Endlessly curious, the Fox found a chance to put a question he'd never expected to be able to ask: "What is it like when Biton speaks through you? What do you feel or think or whatever the word is?"
"It's not—like—anything else I know," Selatre answered. "When the mantic fit takes hold of me, of course, I know nothing at all; I always have to ask the priest, if one is there with me, what my response was. But while the god's power is coming over me, before he takes me fully—" She didn't go on, not with words, but she shivered, and her eyes were full of longing. At last she added, "And now no more, never again. No more."
Her voice wept. Suddenly Gerin believed in his belly that she would sooner have died than be rescued at the cost of losing that link with Biton; it struck him as almost like losing a lover or a husband. But with the temple cast down and monsters loose on the northlands, the link was surely lost anyhow. Had he not believed that, he would have drowned in guilt.
Maybe Selatre conceded the point, however reluctantly, for she said, "And now that it is to be no more, what, lord Gerin, do you see life holding for me at Fox Keep? What would you have me do?"

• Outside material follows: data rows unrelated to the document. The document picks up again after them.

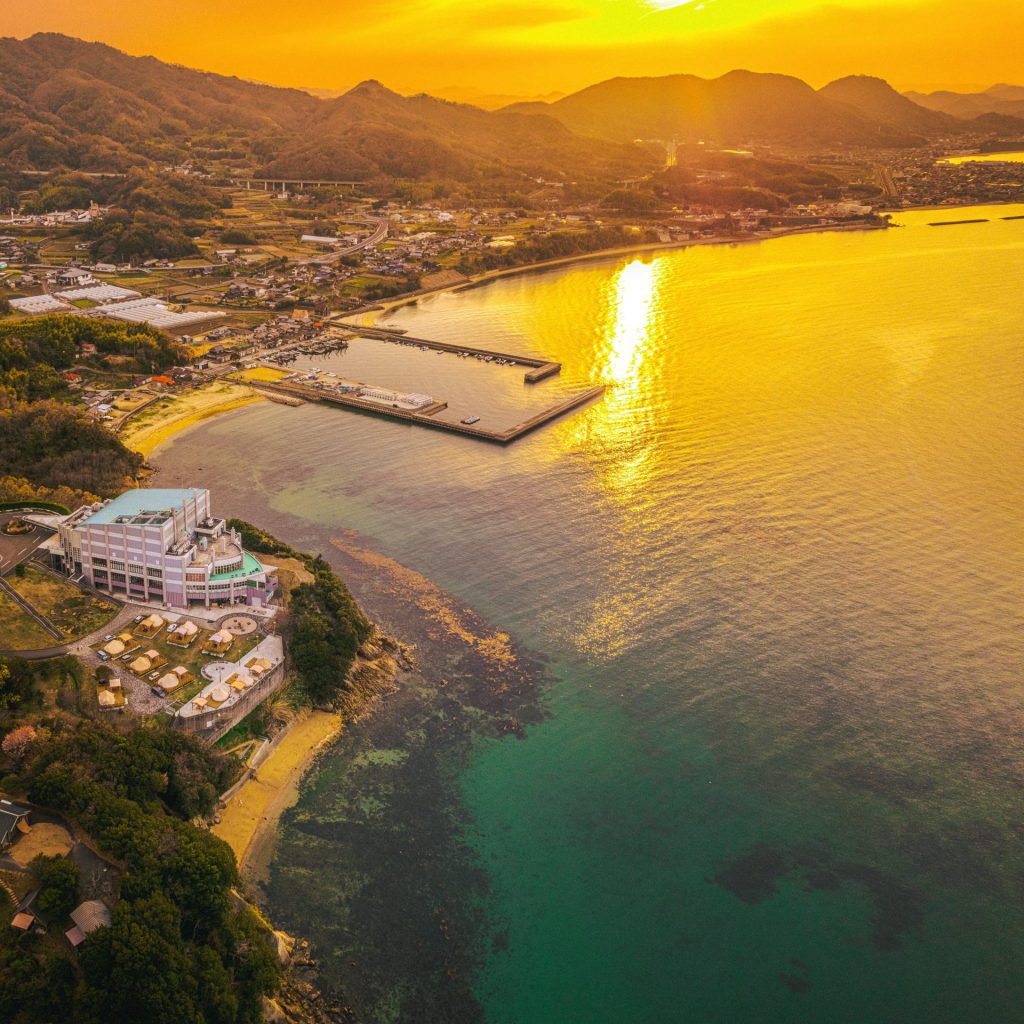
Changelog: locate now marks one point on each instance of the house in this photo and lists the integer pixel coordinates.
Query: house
(13, 821)
(73, 276)
(87, 916)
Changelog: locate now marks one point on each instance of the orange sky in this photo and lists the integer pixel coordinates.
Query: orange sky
(523, 47)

Gerin had his mouth open to reply before he realized he had no idea what to say. What place had he, had the keep, for Biton's former Sibyl? Serving woman, apt to be pawed by his vassals and his guests? Could she return to peasant life after time spent with the god? He doubted it.

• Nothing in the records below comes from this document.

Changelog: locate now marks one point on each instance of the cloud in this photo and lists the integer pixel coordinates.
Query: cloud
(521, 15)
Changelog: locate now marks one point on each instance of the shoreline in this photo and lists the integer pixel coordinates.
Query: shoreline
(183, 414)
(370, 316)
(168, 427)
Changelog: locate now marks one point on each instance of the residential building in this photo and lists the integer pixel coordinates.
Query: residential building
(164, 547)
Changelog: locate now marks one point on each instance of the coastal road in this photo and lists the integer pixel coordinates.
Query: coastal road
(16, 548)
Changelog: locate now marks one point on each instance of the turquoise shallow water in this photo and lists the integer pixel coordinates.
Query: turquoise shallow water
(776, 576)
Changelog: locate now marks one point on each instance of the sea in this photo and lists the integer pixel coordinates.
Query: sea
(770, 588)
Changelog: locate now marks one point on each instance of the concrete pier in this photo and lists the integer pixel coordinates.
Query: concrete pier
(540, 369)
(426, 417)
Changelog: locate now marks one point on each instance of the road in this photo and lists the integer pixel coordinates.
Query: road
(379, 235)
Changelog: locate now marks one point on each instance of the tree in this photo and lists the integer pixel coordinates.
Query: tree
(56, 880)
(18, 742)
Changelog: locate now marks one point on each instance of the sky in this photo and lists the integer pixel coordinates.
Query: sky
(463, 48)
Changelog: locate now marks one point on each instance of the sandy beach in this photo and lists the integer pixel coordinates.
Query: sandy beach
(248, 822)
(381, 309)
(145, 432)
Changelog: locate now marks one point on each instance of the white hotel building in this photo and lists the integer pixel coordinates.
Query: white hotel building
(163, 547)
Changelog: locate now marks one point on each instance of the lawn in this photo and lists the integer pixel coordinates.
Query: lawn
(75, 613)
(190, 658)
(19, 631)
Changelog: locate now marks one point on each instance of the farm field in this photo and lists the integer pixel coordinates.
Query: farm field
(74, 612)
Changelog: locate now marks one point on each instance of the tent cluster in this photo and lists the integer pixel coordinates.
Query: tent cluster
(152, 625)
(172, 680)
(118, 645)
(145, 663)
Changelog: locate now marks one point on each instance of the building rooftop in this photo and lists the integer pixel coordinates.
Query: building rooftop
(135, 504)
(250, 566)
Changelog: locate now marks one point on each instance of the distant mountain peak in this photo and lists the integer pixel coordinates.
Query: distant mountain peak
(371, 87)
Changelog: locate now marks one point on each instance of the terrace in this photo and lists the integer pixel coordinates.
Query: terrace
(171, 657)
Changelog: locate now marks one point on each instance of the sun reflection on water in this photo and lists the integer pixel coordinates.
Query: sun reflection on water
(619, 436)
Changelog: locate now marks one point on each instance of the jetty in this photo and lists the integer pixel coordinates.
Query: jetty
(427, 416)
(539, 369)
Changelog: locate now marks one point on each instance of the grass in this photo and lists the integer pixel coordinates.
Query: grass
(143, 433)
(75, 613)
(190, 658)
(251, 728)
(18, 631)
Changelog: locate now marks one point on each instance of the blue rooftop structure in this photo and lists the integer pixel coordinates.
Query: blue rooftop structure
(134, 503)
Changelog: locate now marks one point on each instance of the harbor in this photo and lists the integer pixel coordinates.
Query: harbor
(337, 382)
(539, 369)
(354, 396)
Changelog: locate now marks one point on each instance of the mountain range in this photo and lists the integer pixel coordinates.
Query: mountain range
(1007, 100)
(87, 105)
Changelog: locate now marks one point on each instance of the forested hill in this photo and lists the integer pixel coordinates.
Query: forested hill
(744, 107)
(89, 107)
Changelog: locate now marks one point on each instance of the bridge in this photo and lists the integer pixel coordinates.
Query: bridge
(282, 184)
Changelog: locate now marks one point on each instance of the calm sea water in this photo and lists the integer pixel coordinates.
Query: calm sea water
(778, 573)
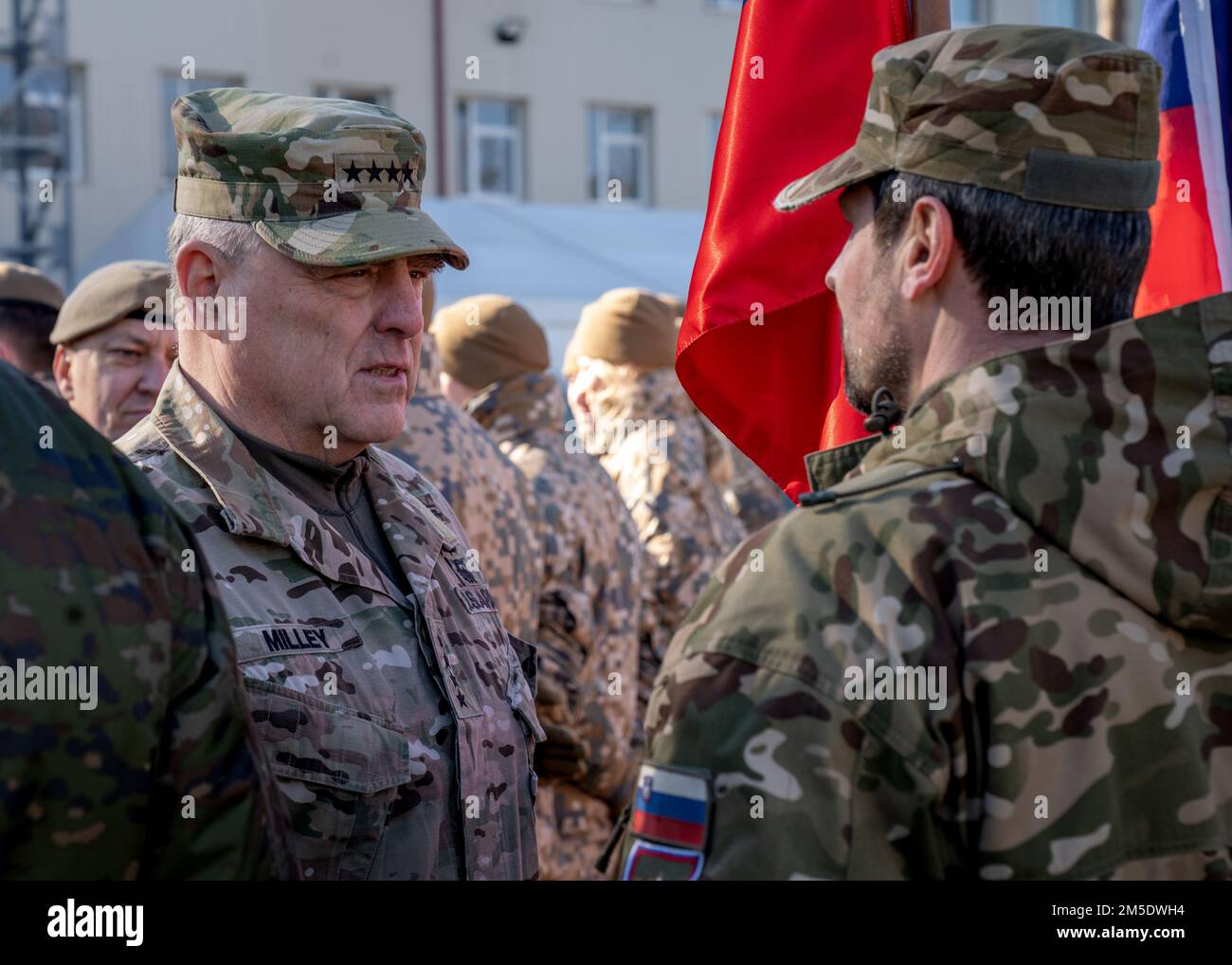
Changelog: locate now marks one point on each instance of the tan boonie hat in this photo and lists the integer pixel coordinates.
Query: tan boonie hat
(488, 337)
(625, 325)
(24, 283)
(105, 296)
(324, 181)
(1045, 114)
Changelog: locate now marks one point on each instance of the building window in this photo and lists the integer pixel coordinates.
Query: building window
(50, 114)
(176, 86)
(968, 13)
(1063, 12)
(714, 122)
(491, 148)
(380, 97)
(620, 151)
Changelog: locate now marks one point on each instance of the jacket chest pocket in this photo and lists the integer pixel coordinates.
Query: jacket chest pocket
(339, 775)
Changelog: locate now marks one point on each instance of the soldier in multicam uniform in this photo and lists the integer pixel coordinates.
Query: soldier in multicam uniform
(492, 500)
(496, 362)
(1040, 537)
(397, 713)
(148, 773)
(632, 411)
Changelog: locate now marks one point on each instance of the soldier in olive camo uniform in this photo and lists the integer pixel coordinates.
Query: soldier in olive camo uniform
(589, 612)
(493, 501)
(1051, 534)
(94, 575)
(654, 450)
(397, 713)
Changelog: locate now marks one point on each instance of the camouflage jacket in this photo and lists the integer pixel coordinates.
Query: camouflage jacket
(1046, 541)
(401, 727)
(652, 445)
(147, 772)
(493, 501)
(589, 609)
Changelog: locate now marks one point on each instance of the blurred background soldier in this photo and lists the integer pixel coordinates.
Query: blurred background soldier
(397, 711)
(28, 304)
(493, 501)
(748, 492)
(631, 411)
(496, 358)
(109, 364)
(148, 772)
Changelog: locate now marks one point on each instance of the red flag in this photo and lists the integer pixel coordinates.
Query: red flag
(759, 349)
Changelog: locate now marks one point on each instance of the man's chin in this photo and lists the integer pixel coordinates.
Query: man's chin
(380, 423)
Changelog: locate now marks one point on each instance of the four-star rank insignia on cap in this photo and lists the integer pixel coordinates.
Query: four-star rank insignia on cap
(669, 824)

And then, just as he was about to confess ignorance, inspiration struck. "Do you have your letters?" he asked.
"No—Biton spoke to me direct, not through scribblings," she answered. "But I always thought I might like to learn."

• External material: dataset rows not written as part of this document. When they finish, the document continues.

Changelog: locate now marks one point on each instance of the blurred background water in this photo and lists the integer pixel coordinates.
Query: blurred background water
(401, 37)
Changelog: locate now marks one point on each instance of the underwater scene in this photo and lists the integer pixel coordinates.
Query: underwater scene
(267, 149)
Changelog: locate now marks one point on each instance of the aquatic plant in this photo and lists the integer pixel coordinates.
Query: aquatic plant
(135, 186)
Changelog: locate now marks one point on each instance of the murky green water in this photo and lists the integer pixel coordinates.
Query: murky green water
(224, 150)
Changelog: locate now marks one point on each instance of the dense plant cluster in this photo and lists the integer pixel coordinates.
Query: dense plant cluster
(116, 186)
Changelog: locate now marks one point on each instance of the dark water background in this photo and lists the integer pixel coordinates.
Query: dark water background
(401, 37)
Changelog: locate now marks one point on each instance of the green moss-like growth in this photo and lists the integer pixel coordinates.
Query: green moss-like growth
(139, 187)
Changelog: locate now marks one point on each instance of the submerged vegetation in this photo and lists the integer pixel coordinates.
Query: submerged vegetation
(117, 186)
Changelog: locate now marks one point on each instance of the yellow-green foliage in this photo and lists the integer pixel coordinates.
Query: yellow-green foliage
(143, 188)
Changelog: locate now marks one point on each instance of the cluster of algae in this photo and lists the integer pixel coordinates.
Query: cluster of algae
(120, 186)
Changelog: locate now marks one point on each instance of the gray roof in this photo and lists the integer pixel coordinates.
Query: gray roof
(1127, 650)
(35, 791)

"I'd be glad to teach you," he said. "One of the things that goes into keeping up the standards of the Empire of Elabon, as you called it, is having a grasp of time and place that goes farther than what you—or I, or anyone—can keep in your head. The more people who read and write, the more who can get that wide knowledge civilization needs. I teach as many folk as I can."
"As may be," Selatre said. "But what has it to do with whatever my life at Castle Fox would become?"
"I have a fair store of books at the keep," Gerin answered. "Oh, any bibliophile south of the Kirs would laugh himself silly to hear it called such, but I do have several dozen scrolls and codices, and I get new ones—old ones other folk don't care about, most of the time—now and again. I had in mind for you, if you think it would suit, to take charge of them, learn what's in them and where it can be found, make new copies as they're needed or if someone asks for such: not likely, I admit, in the state the northlands are in, but stranger things have happened. What say you?"
She was silent a long time, so long he began to fear he'd somehow insulted her after all, even if he'd just intended to find her a place where she could be useful and one that might keep her from some of what she would surely see as indignities. Then, at last, she said, "I am not ashamed to tell you I must apologize, lord Gerin."
"Why?" he asked, startled. "For what?"
"In spite of everything you've said, you have to understand I had trouble fully crediting your reasons for snatching me from Ikos," she answered. "Once you had me back at Fox Keep, who could guess what you might do with me? In truth, I could guess, and my guesses frightened me." Her laugh came shaky, but it was a laugh. "And instead of putting me in your bed, you'd put me in your library. Do you wonder that I needed a moment before I found a way to answer you?"